Payne’s film seems to be offering “cellular miniaturization” as a cool thing to do (at least for its characters) and a benefit to humanity and the environment. But a closer examination reveals the fallacy of that premise — which may be the story’s ultimate point. While miniaturizing people down to 5″ tall eliminates most of their wasteful “footprints” on the Earth, and, thus, their environmental impact, it doesn’t improve the way they live. In fact, in the Payne / Taylor scenario, the well-intentioned people who undergo the procedure discover that their newfound wealth (everything small costs much, much less) gives them plenty of time, which they mostly waste. And then there are other small people, mostly Hispanic and Asian, who, just as in the normal-sized world, are not included in the utopian society at all except as support staff. They actually live in a tiny tenement building outside the Leisureland complex.
The film doesn’t satirize our middle-class society so much as indict it, whether it be large or small. It postulates bigger ideas, such as the survival of the human race and, specifically, the option of a closed society underground posed to survive an upcoming extinction event — yet this option is shown to be unpalatable for most ordinary people, as evidenced by the fact that the central characters reject it outright. Payne and Taylor understand that people’s immediate needs and desires will triumph over altruism, but the story doesn’t have much of anything to say about that, nor much else. It fails to satirize why people would undergo miniaturization, how they would cope, how they would be exploited by outside forces, or why any of this would matter to us. What is left is a rather uninteresting drama about a guy (Matt Damon) trying to find his tiny place in this shrunken suburban universe.

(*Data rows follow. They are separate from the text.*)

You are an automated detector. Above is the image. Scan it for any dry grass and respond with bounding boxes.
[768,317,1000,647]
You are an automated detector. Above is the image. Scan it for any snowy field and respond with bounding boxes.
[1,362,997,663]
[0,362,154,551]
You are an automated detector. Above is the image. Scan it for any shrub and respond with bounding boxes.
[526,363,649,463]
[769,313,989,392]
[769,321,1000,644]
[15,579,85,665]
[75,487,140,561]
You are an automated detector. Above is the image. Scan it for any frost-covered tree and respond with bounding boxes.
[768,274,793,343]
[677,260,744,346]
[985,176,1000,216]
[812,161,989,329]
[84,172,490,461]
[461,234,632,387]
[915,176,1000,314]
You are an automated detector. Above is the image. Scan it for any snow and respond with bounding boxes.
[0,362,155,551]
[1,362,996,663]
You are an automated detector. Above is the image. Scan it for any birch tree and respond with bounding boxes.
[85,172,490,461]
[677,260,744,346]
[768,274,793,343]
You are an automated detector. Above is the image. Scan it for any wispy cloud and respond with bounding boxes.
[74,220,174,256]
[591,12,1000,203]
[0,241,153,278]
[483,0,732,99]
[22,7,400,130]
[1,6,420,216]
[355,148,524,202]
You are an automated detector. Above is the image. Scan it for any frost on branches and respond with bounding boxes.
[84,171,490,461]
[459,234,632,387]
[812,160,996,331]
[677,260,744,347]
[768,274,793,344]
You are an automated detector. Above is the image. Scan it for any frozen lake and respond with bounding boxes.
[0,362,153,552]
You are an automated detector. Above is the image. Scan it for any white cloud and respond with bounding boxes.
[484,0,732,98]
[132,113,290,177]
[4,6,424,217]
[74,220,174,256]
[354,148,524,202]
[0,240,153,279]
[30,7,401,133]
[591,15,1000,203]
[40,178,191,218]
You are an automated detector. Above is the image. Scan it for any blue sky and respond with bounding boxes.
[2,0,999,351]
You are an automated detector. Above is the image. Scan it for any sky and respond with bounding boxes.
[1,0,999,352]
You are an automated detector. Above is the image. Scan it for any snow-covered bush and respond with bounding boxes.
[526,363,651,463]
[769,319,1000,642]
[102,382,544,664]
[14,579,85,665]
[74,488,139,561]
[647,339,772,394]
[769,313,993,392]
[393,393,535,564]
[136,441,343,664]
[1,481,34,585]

Moments when the movie should have soared are present, but in each case the story fails to follow through. It isn’t a safe film at all — some of its choices are quite bold and unexpected — and yet it seems like the effects of the size reduction are reduced to a side note. Instead of the obvious comparisons between the small and the large, most of the time viewers wouldn’t even be aware that the protagonists are smaller size than normal. What a disappointment. ☆ ☆. 9 January 2018.